County Highway 27 (CR 27) runs east–west through the middle of Lavell Township.

==Demographics==
As of the census of 2000, there were 363 people, 131 households, and 105 families living in the township. The population density was 3.4 PD/sqmi. There were 159 housing units at an average density of 1.5 /sqmi. The racial makeup of the township was 92.29% White, 0.83% African American, 1.65% Native American, 0.28% Asian, 2.48% from other races, and 2.48% from two or more races. Hispanic or Latino of any race were 3.58% of the population.

There were 131 households, out of which 32.1% had children under the age of 18 living with them, 66.4% were married couples living together, 9.2% had a female householder with no husband present, and 19.8% were non-families. 15.3% of all households were made up of individuals, and 2.3% had someone living alone who was 65 years of age or older.

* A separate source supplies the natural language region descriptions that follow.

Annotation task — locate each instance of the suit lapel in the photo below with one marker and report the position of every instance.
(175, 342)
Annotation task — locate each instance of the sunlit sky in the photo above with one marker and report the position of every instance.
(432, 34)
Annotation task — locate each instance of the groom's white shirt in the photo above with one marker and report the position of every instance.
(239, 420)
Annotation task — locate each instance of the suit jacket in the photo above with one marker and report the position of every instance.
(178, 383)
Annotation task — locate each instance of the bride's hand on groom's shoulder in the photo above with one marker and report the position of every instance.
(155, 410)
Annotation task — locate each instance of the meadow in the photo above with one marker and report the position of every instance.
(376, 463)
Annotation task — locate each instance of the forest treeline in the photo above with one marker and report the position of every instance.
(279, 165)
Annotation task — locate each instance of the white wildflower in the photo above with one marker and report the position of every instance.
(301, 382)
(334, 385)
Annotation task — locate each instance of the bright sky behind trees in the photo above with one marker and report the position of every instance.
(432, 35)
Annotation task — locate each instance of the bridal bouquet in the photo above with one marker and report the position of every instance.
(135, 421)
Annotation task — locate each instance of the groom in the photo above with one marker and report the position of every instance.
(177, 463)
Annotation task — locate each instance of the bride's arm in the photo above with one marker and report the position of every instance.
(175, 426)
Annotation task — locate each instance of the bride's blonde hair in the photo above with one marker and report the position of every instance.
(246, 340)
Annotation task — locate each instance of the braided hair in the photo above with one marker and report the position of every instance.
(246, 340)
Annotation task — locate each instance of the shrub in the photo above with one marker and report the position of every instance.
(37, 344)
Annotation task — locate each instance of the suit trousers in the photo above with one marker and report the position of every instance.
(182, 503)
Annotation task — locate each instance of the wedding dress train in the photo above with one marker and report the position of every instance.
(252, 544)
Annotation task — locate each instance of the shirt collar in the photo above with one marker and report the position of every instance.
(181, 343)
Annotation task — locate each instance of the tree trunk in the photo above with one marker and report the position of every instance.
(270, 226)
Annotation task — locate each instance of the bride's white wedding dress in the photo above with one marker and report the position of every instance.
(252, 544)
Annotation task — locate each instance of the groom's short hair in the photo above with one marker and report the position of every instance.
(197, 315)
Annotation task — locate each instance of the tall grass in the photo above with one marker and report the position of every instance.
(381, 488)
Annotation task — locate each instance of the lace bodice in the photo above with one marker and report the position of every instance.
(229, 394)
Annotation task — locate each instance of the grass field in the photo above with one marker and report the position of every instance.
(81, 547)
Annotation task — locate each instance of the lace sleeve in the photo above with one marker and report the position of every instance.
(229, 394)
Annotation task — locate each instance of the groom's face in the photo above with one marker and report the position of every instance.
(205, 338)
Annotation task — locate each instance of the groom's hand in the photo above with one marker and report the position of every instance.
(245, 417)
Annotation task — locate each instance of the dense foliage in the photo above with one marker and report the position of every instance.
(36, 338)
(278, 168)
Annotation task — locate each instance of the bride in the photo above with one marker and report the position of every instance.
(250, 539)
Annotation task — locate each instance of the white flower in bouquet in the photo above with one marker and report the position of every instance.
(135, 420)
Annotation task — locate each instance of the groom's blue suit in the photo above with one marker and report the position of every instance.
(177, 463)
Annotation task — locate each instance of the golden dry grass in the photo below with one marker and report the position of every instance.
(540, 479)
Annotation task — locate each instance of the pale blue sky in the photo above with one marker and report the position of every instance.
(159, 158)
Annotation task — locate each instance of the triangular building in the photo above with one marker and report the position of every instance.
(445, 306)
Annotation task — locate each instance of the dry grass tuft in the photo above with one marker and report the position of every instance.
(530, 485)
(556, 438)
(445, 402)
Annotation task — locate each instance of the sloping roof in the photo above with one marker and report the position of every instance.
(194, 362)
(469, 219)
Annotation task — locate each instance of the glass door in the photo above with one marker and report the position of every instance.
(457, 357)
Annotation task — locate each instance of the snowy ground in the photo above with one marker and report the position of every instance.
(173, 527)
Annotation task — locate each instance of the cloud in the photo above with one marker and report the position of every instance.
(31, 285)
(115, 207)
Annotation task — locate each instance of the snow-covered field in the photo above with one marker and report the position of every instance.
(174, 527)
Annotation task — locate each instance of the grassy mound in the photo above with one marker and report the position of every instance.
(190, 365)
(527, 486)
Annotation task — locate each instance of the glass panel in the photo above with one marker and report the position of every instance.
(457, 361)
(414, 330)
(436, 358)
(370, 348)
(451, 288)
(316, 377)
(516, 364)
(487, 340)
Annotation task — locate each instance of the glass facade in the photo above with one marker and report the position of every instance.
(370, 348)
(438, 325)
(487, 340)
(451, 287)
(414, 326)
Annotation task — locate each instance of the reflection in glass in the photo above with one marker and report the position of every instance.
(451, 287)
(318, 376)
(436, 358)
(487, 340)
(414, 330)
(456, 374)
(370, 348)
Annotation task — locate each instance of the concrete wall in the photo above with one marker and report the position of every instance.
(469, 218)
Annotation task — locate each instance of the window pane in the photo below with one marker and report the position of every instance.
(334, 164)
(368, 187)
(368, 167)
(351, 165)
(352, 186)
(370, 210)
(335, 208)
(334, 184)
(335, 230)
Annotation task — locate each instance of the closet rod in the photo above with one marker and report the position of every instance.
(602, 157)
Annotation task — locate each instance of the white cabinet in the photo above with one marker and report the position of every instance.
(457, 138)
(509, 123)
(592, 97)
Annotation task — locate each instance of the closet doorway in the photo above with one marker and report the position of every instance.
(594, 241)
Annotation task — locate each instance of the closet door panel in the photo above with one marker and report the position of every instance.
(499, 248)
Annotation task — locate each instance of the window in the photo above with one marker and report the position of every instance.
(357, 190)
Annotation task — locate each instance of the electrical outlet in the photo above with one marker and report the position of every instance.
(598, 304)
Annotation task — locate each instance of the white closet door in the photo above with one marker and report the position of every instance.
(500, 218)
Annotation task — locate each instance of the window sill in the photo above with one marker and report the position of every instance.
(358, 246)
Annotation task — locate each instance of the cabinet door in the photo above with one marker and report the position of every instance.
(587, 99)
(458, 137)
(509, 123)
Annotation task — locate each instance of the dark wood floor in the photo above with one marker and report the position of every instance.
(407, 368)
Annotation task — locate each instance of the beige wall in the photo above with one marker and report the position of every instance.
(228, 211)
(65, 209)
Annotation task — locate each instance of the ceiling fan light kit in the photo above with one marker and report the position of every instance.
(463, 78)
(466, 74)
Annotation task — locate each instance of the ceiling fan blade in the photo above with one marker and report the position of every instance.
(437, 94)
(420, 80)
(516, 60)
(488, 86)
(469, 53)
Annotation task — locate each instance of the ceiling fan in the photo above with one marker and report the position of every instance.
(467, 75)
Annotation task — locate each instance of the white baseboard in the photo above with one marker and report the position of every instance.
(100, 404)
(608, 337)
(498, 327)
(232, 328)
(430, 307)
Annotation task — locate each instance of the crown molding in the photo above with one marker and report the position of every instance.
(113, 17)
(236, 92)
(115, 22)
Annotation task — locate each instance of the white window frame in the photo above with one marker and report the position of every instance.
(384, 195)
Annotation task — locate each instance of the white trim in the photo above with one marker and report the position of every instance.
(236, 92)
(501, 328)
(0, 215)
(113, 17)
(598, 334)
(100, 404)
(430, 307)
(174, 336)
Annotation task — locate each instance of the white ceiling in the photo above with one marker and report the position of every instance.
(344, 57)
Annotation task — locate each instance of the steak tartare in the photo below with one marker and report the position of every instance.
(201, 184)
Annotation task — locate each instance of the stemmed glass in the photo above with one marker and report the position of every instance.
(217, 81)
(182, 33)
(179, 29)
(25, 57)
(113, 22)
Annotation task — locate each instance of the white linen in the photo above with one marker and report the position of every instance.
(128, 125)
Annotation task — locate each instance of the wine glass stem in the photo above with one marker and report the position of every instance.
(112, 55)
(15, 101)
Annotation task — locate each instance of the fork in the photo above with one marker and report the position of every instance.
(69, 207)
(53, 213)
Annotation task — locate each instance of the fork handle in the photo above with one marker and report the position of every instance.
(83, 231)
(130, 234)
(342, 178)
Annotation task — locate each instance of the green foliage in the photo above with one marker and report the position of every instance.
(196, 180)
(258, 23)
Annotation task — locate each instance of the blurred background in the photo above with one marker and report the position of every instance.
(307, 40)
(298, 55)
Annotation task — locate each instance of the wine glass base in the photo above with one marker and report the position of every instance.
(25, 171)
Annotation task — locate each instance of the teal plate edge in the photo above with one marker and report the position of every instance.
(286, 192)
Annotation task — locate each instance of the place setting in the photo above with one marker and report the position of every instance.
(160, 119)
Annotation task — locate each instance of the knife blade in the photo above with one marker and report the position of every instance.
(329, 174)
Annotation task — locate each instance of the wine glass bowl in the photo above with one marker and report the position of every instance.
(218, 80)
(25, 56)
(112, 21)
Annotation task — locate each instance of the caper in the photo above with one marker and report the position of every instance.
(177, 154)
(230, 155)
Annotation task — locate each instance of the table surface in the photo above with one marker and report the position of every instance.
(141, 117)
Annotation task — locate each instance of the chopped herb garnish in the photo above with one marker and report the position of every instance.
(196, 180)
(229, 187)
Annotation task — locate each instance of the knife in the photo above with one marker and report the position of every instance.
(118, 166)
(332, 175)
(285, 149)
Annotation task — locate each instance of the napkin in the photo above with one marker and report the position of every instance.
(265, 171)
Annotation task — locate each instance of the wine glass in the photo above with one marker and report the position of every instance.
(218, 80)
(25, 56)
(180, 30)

The average household size was 2.77 and the average family size was 3.04.

In the township the population was spread out, with 27.5% under the age of 18, 6.6% from 18 to 24, 28.7% from 25 to 44, 29.2% from 45 to 64, and 8.0% who were 65 years of age or older. The median age was 39 years. For every 100 females, there were 108.6 males. For every 100 females age 18 and over, there were 107.1 males.

The median income for a household in the township was $43,056, and the median income for a family was $44,643. Males had a median income of $40,938 versus $23,750 for females. The per capita income for the township was $16,538. About 7.5% of families and 7.3% of the population were below the poverty line, including 6.0% of those under age 18 and 22.7% of those age 65 or over.